Introduction
The Scripta compiler translates source text written in a markup language to an Elm representation of Html.
Markup Languages
The languages supported by Scripta are
- L0
- microLaTeX
- XMarkdown
Blocks
The text of these markup languages
should be thought of as
structured into blocks, the content of which
is written in an internal language.
For example, in microLaTeX, one might have the text
below. There are seven blocks, each of which
is separated from its neighbor by an empty line.
The first block is a paragraph; its content consists
of plain text followed by the TeX macro expression
\italic{prime}
followed by more plain text.
Let's talk about \italic{prime} numbers.
\begin{theorem}
There are infinitely many primes $p$, and in fact
there are infinitely many primes
\begin{equation}
p \equiv 1 \ \text{mod}\ 4
\end{equation}
and also
\begin{equation}
p \equiv 1 \ \text{mod}\ 8
\end{equation}
and so on.
\end{theorem}
The first paragraph of the theorem was known to Euclid.

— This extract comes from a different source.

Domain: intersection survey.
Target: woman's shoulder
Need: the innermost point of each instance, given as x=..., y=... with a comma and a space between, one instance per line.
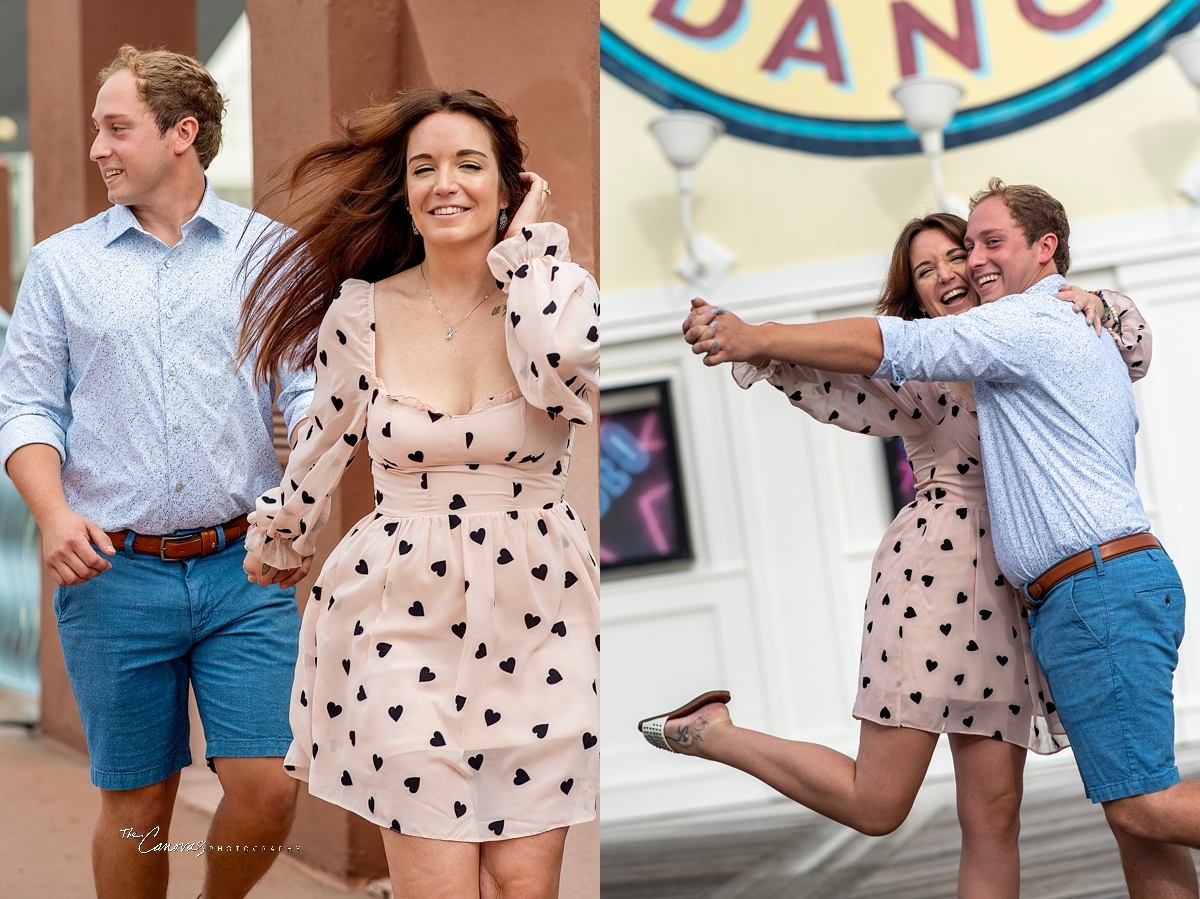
x=351, y=309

The body of the theorem block consists of six
blocks — the three paragraph blocks Let's talk ...
,
and also
, and and so on
. There also the two
equation blocks. The blocks in the body of the
theorem block constitute the \italic{children} of the
block. It is the job of the parser to (1) discover
the forest structure, and (2) to parse the content
of the blocks.
Note that we can visualize the block structure as an outline, as below.
PARAGRAPH
THEOREM
PARAGRPH
EQUATION
EQUATION
PARAGRAPH
PARAGRAM
In some languages, e.g. L0 and Markdown, the block structure is literally given by the "outline" structure, that is, by indentation. Below is our example rewritten in L0:
Let's talk about [italic prime] numbers.
| theorem
There are infinitely many primes $p$, and in fact
there are infinitely many primes
|| equation
p \equiv 1 \ \text{mod}\ 4
and also
|| equation
p \equiv 1 \ \text{mod}\ 8
and so on.
The first paragraph of the theorem was known to Euclid.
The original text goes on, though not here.